It achieves this by running an unmodified 32-bit version of Wine, and emulating the Linux kernel and CPU. It is written in C++ with SDL and is supported on multiple platforms.
This is pretty crazy if you ask me.
It achieves this by running an unmodified 32-bit version of Wine, and emulating the Linux kernel and CPU. It is written in C++ with SDL and is supported on multiple platforms.
This is pretty crazy if you ask me.
Why not just emulate Windows directly instead? Is it that much easier to emulate Linux?
Yes, Windows has parts nobody knows how they work, they even admitted some original source code was lost and so they only have the compiled program and/or interface, but no documentation on how it works.

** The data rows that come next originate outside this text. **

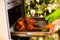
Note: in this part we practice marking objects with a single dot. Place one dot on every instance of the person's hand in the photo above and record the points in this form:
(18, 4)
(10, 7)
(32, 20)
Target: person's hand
(53, 16)
(54, 26)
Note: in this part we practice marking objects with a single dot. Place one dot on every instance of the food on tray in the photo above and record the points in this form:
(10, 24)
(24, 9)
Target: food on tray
(27, 24)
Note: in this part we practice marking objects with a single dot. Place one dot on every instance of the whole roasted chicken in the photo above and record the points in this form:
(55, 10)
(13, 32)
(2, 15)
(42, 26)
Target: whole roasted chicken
(27, 24)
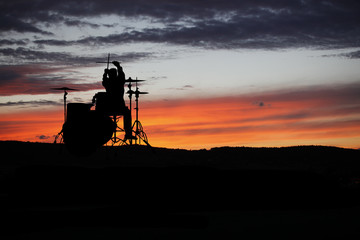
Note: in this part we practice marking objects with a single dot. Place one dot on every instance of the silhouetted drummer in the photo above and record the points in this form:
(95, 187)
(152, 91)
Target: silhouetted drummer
(113, 82)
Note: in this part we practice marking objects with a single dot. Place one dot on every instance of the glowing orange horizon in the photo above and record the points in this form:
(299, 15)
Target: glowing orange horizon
(273, 119)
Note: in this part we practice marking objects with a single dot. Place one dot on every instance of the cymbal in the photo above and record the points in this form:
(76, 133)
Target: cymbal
(64, 89)
(136, 92)
(134, 80)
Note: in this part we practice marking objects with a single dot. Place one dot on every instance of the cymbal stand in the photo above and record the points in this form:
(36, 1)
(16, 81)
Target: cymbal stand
(60, 134)
(139, 131)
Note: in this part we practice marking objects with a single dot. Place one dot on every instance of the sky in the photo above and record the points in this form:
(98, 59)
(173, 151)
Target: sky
(219, 73)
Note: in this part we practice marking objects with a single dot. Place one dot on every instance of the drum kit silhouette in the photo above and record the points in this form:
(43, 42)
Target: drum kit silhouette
(85, 129)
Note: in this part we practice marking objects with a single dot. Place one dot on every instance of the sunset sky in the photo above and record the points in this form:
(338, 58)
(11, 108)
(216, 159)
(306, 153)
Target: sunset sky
(219, 73)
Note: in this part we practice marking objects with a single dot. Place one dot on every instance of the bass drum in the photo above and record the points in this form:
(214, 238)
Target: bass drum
(84, 130)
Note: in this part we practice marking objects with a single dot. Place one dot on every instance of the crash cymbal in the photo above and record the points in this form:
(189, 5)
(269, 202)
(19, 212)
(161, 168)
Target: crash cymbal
(136, 92)
(134, 80)
(64, 89)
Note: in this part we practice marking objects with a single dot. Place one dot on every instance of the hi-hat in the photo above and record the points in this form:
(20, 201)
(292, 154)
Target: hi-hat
(134, 80)
(136, 92)
(65, 89)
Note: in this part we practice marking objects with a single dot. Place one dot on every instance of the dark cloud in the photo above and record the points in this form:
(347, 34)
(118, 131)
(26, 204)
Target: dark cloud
(33, 103)
(22, 54)
(213, 24)
(43, 137)
(13, 42)
(37, 79)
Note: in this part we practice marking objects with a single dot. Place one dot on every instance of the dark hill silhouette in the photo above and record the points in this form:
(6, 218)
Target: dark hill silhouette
(276, 192)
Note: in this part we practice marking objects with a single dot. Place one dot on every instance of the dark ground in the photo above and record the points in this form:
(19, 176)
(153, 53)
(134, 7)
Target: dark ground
(136, 192)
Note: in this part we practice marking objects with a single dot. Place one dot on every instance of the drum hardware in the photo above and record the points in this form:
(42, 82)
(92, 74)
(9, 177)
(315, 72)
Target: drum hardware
(137, 126)
(65, 89)
(103, 121)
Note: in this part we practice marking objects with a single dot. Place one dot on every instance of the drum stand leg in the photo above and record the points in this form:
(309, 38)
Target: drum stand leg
(139, 133)
(115, 140)
(59, 137)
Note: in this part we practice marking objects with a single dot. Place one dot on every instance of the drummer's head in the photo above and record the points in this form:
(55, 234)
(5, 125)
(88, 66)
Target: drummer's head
(112, 72)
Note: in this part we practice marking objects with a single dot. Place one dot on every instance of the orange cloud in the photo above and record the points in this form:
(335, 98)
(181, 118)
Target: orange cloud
(317, 116)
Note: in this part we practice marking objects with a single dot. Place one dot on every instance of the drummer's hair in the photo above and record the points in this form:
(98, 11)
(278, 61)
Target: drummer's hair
(113, 71)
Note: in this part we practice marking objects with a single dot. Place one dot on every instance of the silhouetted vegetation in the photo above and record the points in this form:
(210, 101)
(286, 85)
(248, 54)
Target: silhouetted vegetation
(44, 188)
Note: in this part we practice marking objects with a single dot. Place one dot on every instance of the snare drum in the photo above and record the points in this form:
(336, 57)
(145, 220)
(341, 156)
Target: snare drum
(77, 111)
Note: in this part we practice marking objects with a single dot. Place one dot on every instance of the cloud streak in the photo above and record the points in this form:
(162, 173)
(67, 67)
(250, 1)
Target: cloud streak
(211, 24)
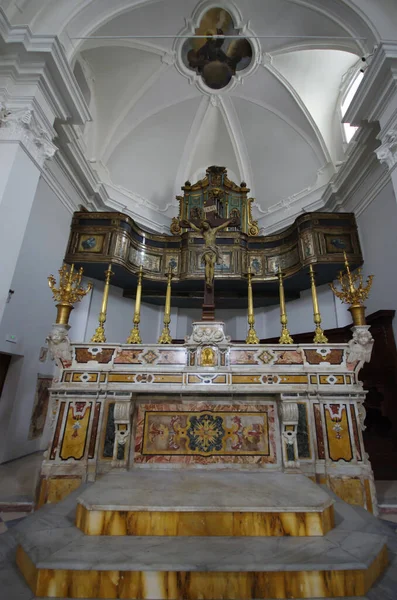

Wooooooow, how did they mess that up?
IIRC the original programmer left and due to some internal restructuring they lost the source. The funny thing is I can’t seem to find the article anymore, but I’ll keep looking.
Quote from danoon:
Yes, the goal of Boxedwine is to run old Windows programs in a platform independent way without a VM or disk images. So basically it is Dosbox but for Windows. At first I started out writing my own Win32 API implementation, and it worked for the first couple of games. But eventually I saw it was more than 1 person could do. That is when I realized Wine was the only solution and since that only worked on Linux, I had to create minimal Linux emulator to run Wine. Implementing the kernal syscalls did take some time. But It is capable to running emulated threads and processes in a single threaded app, which is why it works with Emscripten.